2016 BBC television miniseries

Rillington Place is a three-part biographical crime drama about the real life case of serial killer John Christie, and the subsequent wrongful execution of Timothy Evans. It premiered on 29 November 2016 on BBC One.

==Premise==
The miniseries revolves around the home life of John Christie and his wife, Ethel, as he commits a string of murders during the 1940s and early 1950s. Each of the three episodes tells the story as seen from the respective point of view of the three main characters: Ethel Christie, Timothy Evans and John Christie.

==Cast==
- Tim Roth as John Christie
- Samantha Morton as Ethel Christie
- Nico Mirallegro as Timothy Evans
- Jodie Comer as Beryl Evans

==Production==
As Rillington Place no longer exists (it was demolished in the early 1970s) the interiors of 10 Rillington Place were recreated at BBC Scotland’s Dumbarton Studios near Glasgow, whilst the exteriors of the street were shot on a set created in a parking lot at the same studio, though the exterior set of Rillington Place is scaled down with just eight houses recreated, (four on one side of the street and four on the other).

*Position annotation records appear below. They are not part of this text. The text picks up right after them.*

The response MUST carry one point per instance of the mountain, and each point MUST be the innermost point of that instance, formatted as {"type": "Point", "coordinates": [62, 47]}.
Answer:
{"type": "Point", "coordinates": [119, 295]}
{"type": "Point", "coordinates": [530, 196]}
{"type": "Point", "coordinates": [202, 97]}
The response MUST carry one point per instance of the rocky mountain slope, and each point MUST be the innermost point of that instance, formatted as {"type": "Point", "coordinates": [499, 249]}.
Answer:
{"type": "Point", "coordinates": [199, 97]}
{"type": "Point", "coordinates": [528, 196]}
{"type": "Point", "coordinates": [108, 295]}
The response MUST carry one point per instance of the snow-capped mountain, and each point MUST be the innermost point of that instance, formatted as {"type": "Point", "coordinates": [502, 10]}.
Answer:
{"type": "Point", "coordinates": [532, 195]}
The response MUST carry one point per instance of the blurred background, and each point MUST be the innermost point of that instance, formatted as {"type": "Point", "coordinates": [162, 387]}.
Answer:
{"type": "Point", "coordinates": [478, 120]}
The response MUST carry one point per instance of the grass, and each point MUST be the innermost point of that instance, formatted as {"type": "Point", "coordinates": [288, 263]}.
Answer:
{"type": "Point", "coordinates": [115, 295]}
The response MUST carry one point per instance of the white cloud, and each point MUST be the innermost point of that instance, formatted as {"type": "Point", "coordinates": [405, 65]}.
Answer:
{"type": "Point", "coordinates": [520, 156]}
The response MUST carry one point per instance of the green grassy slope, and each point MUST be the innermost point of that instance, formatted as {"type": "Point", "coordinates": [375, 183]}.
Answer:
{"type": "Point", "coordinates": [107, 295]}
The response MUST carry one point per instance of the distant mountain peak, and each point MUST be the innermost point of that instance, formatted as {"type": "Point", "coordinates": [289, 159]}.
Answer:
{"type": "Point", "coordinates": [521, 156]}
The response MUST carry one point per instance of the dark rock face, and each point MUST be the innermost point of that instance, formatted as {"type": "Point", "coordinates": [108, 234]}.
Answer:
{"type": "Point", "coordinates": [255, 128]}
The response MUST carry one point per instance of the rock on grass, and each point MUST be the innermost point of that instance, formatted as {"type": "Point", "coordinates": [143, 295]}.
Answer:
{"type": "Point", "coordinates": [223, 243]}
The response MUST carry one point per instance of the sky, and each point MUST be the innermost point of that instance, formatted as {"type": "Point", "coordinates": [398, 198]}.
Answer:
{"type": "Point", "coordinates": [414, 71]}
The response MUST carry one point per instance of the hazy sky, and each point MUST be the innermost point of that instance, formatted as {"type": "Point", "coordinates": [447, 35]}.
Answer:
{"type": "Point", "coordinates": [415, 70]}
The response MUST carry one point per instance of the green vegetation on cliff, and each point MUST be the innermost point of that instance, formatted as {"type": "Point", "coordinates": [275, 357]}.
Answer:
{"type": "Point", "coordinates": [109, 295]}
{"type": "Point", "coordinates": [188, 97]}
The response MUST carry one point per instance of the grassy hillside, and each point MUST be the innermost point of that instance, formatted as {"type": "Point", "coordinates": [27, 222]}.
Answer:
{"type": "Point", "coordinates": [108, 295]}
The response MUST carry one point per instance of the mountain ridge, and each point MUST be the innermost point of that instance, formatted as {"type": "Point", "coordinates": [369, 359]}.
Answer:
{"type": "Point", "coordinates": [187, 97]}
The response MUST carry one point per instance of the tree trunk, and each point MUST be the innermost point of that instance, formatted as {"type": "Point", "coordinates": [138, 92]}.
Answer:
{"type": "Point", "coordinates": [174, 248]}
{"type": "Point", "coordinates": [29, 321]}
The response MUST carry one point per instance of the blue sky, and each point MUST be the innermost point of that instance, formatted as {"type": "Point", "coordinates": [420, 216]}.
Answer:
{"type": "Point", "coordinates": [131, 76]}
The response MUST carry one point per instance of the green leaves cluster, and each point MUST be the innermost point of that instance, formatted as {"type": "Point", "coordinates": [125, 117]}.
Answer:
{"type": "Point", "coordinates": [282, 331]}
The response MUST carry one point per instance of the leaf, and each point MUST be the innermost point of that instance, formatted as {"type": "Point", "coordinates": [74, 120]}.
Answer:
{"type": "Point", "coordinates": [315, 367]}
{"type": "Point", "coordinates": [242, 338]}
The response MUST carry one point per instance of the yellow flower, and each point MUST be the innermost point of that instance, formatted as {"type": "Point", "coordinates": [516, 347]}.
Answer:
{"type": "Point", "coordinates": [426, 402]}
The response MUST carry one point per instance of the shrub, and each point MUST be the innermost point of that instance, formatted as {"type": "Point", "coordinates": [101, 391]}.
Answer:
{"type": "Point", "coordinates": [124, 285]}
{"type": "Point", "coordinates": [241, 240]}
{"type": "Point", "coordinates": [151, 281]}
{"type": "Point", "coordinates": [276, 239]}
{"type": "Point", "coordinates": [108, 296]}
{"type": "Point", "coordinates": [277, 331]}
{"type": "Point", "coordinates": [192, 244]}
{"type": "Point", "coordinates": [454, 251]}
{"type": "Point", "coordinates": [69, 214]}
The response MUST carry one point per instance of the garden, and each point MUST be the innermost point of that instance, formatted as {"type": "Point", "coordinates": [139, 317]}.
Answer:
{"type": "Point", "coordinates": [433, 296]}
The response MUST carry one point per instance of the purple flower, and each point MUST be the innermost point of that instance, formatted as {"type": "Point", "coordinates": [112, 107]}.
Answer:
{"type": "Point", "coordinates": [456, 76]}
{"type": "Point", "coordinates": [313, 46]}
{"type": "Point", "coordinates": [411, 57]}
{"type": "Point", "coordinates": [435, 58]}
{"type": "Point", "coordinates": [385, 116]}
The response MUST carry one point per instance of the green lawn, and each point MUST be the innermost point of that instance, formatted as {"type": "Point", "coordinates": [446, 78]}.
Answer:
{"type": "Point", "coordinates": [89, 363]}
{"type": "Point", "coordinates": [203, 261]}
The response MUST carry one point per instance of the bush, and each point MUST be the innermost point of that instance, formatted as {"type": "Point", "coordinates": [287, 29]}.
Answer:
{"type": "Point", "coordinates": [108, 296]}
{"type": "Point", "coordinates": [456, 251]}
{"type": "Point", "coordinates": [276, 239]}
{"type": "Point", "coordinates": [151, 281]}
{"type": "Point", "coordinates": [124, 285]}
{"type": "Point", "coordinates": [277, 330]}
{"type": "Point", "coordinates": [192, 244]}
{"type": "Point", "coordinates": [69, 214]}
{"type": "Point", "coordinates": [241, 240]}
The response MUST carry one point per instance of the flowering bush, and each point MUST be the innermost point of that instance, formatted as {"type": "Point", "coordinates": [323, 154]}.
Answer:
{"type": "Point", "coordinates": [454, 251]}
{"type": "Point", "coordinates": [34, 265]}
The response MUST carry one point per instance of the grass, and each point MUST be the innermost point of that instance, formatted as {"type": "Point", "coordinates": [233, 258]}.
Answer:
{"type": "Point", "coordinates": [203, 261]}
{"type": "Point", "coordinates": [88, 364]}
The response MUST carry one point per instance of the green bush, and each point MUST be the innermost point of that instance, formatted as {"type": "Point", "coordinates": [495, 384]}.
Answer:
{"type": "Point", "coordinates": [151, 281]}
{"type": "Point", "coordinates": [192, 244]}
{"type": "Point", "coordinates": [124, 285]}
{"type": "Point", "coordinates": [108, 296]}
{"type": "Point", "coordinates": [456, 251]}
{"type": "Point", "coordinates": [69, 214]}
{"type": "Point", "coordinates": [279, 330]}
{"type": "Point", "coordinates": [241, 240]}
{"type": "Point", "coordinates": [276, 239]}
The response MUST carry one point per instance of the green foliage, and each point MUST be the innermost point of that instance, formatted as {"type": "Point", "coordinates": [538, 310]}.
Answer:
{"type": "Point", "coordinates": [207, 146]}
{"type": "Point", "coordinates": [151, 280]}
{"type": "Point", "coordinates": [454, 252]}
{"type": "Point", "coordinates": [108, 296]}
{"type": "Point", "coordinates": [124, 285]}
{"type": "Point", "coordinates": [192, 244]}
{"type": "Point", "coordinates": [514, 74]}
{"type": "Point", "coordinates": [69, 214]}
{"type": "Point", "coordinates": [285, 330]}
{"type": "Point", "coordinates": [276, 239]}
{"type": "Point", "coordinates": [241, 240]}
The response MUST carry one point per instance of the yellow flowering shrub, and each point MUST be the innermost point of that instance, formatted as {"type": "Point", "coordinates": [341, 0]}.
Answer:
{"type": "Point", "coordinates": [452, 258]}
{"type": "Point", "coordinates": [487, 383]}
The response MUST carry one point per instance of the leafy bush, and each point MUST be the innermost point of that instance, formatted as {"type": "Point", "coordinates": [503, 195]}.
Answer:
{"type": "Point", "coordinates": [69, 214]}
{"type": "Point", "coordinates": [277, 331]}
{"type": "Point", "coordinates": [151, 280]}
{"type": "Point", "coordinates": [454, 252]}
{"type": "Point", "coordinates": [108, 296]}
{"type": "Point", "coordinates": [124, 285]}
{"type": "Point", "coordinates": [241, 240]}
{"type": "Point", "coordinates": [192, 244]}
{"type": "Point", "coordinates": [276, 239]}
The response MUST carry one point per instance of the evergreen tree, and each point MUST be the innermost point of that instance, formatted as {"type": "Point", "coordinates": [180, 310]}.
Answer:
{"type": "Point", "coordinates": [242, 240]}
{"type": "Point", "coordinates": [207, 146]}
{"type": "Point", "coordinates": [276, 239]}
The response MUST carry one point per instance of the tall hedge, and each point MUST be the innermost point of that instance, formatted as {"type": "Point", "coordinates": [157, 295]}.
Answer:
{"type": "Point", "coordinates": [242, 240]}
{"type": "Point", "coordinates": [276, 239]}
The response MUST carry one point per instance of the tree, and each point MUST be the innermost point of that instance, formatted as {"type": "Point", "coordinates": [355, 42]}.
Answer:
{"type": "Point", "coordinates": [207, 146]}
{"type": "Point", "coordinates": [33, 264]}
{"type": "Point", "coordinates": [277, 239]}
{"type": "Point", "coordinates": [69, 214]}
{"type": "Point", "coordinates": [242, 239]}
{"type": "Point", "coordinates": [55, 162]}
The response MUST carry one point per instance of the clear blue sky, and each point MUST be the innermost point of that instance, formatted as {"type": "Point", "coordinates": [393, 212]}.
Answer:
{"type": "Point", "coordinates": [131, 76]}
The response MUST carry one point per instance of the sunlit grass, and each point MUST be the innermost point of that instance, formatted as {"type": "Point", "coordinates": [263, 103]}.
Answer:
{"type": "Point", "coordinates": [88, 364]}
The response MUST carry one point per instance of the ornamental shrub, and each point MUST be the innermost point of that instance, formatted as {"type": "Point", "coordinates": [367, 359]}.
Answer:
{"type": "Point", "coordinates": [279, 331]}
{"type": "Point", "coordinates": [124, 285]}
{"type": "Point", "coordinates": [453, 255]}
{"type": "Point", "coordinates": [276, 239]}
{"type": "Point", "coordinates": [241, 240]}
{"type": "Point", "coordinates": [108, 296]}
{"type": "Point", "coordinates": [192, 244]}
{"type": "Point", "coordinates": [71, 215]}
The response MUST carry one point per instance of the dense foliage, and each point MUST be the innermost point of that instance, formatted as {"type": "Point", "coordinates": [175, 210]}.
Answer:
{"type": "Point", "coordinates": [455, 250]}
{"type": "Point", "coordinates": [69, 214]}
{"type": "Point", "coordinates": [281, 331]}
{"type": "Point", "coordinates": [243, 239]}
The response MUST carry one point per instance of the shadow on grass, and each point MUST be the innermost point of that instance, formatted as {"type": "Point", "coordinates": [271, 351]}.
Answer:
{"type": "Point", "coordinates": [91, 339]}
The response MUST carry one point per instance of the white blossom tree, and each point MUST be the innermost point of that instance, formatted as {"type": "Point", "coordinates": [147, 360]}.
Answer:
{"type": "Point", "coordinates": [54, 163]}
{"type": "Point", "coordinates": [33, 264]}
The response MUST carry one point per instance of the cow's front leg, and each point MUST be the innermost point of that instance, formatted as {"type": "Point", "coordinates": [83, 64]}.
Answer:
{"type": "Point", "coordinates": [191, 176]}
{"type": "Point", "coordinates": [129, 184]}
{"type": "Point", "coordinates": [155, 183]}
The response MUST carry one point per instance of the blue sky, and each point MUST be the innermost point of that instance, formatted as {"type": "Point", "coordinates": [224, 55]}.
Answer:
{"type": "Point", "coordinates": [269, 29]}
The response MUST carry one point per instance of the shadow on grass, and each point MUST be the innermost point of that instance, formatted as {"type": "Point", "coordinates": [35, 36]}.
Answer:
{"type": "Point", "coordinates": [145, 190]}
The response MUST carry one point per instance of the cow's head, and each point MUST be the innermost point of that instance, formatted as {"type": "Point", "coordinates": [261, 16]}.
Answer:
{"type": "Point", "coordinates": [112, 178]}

Other locations across Scotland were used to represent London. The Bo'ness and Kinneil Railway for the railway station and train, New Street in Paisley, West Princes Street and West Street in Glasgow, representing the link between Rillington Place and the rest of Ladbroke Grove in London. Filming also made use of the Western Baths Club. The Ballantine Castings Factory in Bo'ness was used for the bombed-out section of the factory at the end of Rillington Place.

==Broadcast==
On 29 November 2016, the first episode premiered on BBC One. Internationally, the series premiered on BBC First on 8 February 2017.
==Reception==
The series got largely positive reviews from critics, who applauded the performances and the storytelling. Lucy Mangan of The Guardian remarked, 'The sheer menace of the thing is extraordinary. The interiors are tiny, dark, oppressive. The script is minimal, elliptical', and 'Obviously it is a tale that has been told many times before. But the limning of the manipulation, the entrapment, the complicity without blame, the forced compromises, and the black misery spreading from one man’s evil has surely rarely been better done.' Sally Newall in The Independent praised Roth, Morton and the direction. However, it also attracted mixed reactions from some viewers who complained about the "mumbling" and the "inaudible dialogue" of the actors.

Following the second episode on 6 December, Sarah Doran of RadioTimes.com noted that several viewers had been confused by Mirallegro's use of two different accents while portraying Evans, as the actor switched between Cockney and Welsh accents. However, writers Ed Whitmore and Tracey Malon told the website this had been deliberate, since it was a trait adopted by Evans himself in an attempt to fit into his surroundings: "Tim moved to London from Wales around the age of eleven, his half-sister told us he was very keen to fit in and soon adopted a London 'barrow-boy' accent, but that he could slip back into his childhood accent when around members of his Welsh family. Nico [Mirallegro] wanted to reflect Tim's malleability and that desire to fit in by using different accents according to who he was talking to."